After three days of deliberations in the Madden NFL lawsuit, a jury in U.S. District Court in the Northern District of California ruled that Antonick was due what should be more than $11 million when interest is included. The jury’s ruling also granted Antonick the right to pursue the same IP claims against EA for Madden NFL games released after 1996. Those games generated significantly higher revenues, which could mean Antonick’s $11 million windfall is just the beginning if he files and wins future claims.
Antonick’s Madden NFL lawsuit alleges that he and EA signed a series of publishing and development contracts, culminating in a 1986 agreement that requires EA to pay him royalties on any derivative works related to the original version of EA Madden. That agreement allegedly includes current annual releases and prohibits EA from using his confidential information.

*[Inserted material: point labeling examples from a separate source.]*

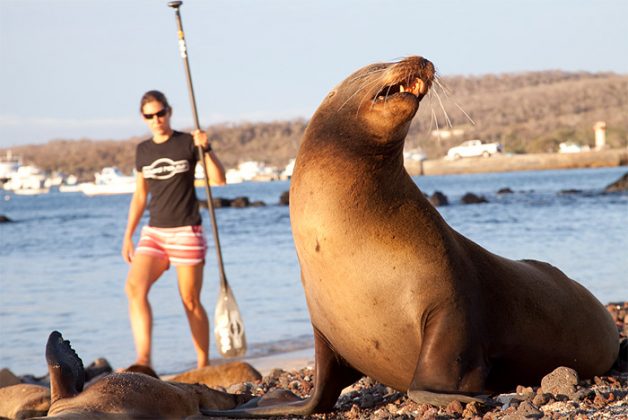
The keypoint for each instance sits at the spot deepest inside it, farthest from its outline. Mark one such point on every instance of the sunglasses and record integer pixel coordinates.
(159, 114)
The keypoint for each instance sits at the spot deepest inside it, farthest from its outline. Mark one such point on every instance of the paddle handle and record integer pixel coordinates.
(201, 152)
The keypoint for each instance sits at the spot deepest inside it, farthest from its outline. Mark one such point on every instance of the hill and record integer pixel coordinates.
(527, 112)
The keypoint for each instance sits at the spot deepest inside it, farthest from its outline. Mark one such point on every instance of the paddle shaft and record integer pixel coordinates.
(210, 205)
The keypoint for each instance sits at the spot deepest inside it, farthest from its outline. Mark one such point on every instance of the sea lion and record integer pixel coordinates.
(393, 291)
(126, 394)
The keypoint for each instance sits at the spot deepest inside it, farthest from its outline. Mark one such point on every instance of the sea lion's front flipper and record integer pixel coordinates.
(67, 375)
(441, 399)
(450, 367)
(331, 375)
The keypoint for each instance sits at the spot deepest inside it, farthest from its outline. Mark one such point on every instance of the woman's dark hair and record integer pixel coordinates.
(154, 95)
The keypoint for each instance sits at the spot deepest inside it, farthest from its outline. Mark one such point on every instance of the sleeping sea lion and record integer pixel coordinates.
(123, 395)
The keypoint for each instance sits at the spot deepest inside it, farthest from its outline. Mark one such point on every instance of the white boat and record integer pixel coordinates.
(27, 180)
(70, 184)
(109, 181)
(8, 167)
(251, 171)
(287, 172)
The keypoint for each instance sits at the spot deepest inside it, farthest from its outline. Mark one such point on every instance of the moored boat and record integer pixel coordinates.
(109, 181)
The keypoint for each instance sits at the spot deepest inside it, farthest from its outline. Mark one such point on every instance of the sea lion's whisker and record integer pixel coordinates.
(436, 121)
(465, 114)
(442, 86)
(444, 89)
(443, 108)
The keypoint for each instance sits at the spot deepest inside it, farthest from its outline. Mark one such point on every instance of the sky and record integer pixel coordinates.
(73, 69)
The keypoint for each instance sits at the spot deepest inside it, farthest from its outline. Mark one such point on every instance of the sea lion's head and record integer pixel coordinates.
(378, 101)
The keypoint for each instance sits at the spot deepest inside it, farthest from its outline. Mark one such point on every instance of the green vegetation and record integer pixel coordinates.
(526, 112)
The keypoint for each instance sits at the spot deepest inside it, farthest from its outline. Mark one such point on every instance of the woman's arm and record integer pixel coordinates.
(136, 210)
(215, 170)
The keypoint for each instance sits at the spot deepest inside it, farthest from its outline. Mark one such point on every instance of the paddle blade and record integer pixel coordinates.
(228, 325)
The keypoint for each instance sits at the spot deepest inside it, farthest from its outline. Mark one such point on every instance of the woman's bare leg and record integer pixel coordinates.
(190, 284)
(144, 271)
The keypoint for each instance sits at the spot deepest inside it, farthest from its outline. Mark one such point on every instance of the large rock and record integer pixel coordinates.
(284, 199)
(620, 185)
(220, 375)
(8, 378)
(470, 198)
(562, 381)
(438, 199)
(24, 401)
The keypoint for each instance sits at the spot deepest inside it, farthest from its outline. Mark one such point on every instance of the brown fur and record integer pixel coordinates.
(394, 292)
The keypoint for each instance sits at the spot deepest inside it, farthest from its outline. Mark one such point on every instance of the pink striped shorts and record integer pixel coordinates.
(183, 245)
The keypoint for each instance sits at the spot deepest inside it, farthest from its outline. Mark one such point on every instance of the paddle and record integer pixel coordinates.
(228, 325)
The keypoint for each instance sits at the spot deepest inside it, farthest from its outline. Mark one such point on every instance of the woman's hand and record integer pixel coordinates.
(128, 250)
(200, 139)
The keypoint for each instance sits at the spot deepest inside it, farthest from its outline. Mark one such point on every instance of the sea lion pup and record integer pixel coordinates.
(393, 292)
(125, 394)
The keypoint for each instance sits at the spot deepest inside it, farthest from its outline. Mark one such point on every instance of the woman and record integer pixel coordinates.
(165, 168)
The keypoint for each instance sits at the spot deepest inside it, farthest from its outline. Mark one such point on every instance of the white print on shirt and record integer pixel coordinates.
(165, 168)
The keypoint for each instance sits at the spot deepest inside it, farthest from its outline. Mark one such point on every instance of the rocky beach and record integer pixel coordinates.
(561, 393)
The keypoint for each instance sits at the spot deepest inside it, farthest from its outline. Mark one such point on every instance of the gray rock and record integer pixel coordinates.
(470, 198)
(8, 378)
(438, 199)
(529, 411)
(620, 185)
(562, 381)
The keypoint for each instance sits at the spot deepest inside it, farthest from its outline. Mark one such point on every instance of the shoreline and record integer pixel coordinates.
(523, 162)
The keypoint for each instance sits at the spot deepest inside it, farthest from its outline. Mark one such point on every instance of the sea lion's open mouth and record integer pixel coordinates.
(415, 87)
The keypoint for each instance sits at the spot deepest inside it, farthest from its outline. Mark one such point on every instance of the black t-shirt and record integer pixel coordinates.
(168, 168)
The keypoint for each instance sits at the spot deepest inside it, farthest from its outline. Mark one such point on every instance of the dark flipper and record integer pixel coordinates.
(621, 364)
(449, 367)
(67, 375)
(331, 375)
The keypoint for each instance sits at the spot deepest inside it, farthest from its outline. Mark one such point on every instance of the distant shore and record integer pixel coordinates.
(524, 162)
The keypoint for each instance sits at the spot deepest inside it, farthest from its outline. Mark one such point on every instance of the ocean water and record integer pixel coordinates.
(61, 268)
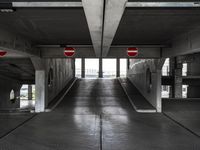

The lawsuit claims that EA failed to pay millions of dollars in royalties owed to Antonick and to keep his work confidential as required by the contract.
The jury found that several of EA’s games, published between 1990-1996, were virtually identical to the original version of Madden NFL Football, developed by Antonick, and used substantially similar plays and formations. With mandatory prejudgment interest, the verdict should entitle Antonick to more than $11 million.
A future phase of the Madden NFL lawsuit will be held to determine whether EA is responsible for paying Antonick for games published between 1997 and the present, where revenues exceed $3 billion. According to a statement from his attorney, Antonick plans to seek additional compensation during this stage from the judge, who reserved for himself to decide claims for disgorgement of EA’s profits. Antonick’s legal team will also seek to appeal previous rulings that excluded Super Nintendo games and fraud claims from the jury deliberations.
The jury found that Antonick’s game and the EA games shared substantial similarity in the plays and formations available to the user, and were virtually identical as a whole. What ramifications, if any, the ruling holds for Madden NFL 25, which is slated to appear on the upcoming Xbox One and PS4 in addition to the current-gen consoles, is unclear.